Confessions Of A Pay-dependent Sports Addict

The Age

Thursday July 26, 2007

Richard Hinds

ON THOSE charts that rate life events according to the stress they induce, moving house is always near the top. Even allowing for the permanent damage to internal organs suffered during a day spent wincing as two of the Three Stooges bounced the boxes marked "fragile" across the pavement, however, I wasn't fully prepared for how emotionally taxing our move would be.

The major source of anguish came not from the ominous tinkling sounds coming from said boxes, but from the phone call to Foxtel, who blithely informed me that, while my new residence could be hooked up, there was a two-week waiting period.

Surely this couldn't be right? As a long-time subscriber from the days when there was actual competition between two providers, I'm used to the cable guy arriving at a moment's notice, ready to install the box and give the hedge a bit of a trim while he was there, "if you would just please sign here for the 24-month package".

Now, I was told, it would be a fortnight from Monday - although I could be put on a waiting list. This is the sort of thing you do to get into a posh restaurant on a Saturday night, not to have a bloke come around, screw a plug in the wall and charge you $68.85 a month for the privilege.

A final glance at the Foxtel program guide before the cords came out quickly answered the obvious question about why the cable guy was suddenly holding the whip hand. Having moved house last Friday, had I chosen to stay in my new cable-deprived habitat I would have missed some of the major features of one of the great weekends of couch-potatory: the Bledisloe Cup match and Tri-Nations decider between the Wallabies and the All Blacks on Saturday afternoon (later replayed at some ungodly hour by Seven), the Asian Cup quarter-final between Australia and Japan, four live AFL games on Saturday night and Sunday afternoon (the only Sunday game on free-to-air was delayed), the England-India Test match and the usual gap-fillers such as Fox Sports news.

Sure, there was some decent sport on free-to-air too. The Eagles-Swans epic (ruined somewhat by the commentators' nauseating hero worship of naughty Eagle Ben Cousins), the British Open and the V8 Supercars, if you like that sort of thing.

However, wherever you stand on the pay-for-sport debate - infuriated that you have to cough up for major sports such as Socceroos matches that should be on SBS, or elated that pay television ensures guaranteed live coverage of events that the networks have abused or not used - it's not until that little green light on the Foxtel box stops blinking that you understand how pay-dependent the sports addict has become.

But if the Ten commentary team is still in the mood to laud recovering addicts, they would be reaching for their two and even three-syllable adjectives to praise the sheer grit and determination shown by a man relentless in his mission not to miss out on the festival of sport during his fortnight in free-to-air purgatory.

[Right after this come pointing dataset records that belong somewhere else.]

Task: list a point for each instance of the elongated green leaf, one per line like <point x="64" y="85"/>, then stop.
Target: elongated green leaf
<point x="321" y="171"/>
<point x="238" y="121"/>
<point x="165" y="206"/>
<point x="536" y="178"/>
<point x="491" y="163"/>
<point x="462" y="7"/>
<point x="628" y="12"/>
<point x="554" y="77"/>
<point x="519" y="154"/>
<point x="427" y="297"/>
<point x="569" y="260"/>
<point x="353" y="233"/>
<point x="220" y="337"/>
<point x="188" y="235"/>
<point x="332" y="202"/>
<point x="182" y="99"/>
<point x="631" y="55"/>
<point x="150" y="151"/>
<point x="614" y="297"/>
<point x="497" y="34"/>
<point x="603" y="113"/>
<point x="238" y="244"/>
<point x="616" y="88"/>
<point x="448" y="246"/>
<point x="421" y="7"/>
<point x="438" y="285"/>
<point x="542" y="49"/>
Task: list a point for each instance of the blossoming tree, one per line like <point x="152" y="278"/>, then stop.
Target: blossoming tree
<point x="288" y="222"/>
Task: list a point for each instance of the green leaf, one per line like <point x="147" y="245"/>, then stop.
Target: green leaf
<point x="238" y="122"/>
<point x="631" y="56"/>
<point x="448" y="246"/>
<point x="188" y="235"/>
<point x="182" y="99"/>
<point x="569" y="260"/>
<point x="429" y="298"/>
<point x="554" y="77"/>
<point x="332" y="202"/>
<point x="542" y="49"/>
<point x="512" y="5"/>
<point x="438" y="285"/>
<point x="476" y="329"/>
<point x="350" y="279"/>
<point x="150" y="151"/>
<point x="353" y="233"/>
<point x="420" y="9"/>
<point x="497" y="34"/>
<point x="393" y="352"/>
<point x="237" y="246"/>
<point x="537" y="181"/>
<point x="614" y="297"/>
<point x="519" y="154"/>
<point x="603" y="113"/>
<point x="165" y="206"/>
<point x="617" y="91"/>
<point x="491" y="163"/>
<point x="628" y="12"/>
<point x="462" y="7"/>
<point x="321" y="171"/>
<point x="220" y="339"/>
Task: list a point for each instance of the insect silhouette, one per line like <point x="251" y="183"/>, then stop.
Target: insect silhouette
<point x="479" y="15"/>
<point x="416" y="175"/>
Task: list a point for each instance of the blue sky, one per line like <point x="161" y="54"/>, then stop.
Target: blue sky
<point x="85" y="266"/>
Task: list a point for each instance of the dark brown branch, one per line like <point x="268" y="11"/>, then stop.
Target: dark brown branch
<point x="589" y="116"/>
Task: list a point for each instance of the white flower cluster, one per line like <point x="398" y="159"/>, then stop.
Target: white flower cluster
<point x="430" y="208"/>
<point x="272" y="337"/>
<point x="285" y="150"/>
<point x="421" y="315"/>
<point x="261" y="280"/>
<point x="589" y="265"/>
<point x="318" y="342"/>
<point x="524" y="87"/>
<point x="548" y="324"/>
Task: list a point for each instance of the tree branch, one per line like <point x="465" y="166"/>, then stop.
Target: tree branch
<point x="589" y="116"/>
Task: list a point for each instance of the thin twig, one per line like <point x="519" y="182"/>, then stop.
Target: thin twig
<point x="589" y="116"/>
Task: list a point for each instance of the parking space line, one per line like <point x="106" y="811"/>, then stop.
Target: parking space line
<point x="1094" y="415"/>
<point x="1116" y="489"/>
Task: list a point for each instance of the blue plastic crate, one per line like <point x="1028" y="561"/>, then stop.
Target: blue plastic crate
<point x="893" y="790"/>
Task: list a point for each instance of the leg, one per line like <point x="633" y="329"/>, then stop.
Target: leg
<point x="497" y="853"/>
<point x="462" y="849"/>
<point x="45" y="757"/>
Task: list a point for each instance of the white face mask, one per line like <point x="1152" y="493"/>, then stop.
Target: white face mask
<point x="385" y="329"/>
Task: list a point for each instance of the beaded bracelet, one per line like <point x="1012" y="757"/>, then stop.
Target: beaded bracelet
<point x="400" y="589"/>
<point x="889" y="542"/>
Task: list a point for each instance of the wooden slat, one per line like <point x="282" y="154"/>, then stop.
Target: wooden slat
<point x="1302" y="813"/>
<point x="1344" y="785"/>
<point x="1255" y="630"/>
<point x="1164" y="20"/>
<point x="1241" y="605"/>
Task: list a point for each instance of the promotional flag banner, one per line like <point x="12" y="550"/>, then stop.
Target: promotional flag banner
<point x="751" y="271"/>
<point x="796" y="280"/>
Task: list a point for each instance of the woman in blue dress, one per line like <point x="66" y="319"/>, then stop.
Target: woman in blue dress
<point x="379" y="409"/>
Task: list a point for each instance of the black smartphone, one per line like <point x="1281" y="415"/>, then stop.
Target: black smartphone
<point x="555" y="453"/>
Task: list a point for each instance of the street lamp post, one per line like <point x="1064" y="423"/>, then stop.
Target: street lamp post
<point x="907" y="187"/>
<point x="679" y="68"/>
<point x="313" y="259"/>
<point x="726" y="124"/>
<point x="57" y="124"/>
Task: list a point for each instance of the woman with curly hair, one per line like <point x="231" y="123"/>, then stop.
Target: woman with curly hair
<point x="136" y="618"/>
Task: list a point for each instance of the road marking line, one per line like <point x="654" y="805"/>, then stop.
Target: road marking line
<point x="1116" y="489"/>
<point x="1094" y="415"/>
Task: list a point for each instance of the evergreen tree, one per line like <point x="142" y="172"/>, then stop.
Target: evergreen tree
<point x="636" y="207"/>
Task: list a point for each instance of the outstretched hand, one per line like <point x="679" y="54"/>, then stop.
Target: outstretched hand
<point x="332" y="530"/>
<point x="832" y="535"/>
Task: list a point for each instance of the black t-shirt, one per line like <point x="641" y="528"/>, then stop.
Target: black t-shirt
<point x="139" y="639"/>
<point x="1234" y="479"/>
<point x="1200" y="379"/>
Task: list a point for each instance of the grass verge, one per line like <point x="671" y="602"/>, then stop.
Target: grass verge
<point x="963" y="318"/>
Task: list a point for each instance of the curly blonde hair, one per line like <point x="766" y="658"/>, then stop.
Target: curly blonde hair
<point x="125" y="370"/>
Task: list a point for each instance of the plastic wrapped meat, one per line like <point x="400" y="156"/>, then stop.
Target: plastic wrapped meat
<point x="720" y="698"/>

Getting out of the still chaotic new house was itself an act of bravery to equal anything Cousins managed, given it involved convincing a very intelligent woman she would need an early night, having hauled some of the heavier boxes up the stairs with the baby under her arm. (Obviously I can't do the lifting with my back and, at that age, babies much prefer to be with mummy.) Besides, it would give her the chance to clean up without me under her feet.

The next step involved finding a pub with enough screens to cater for multiple viewing of the early events - replay of Collingwood-Essendon match, live Adelaide-Freo game, live Bledisloe Cup. All boxes ticked at a Fitzroy regular that was crowded enough without letting people like you know where it is.

Final step: identifying friend with cable most likely to welcome drunks back to house for all-night sports-fest and then timing run to his house to coincide with kids' bed time.

Mission accomplished, except kids were still up for the last 20 minutes of Doctor Who. (So that's what's inside the Daleks!)

That's one weekend survived. But it's still 11 days until the cable guy turns up and, as always, the real test for me and Cousins will be whether we can back up after such a stunning performance.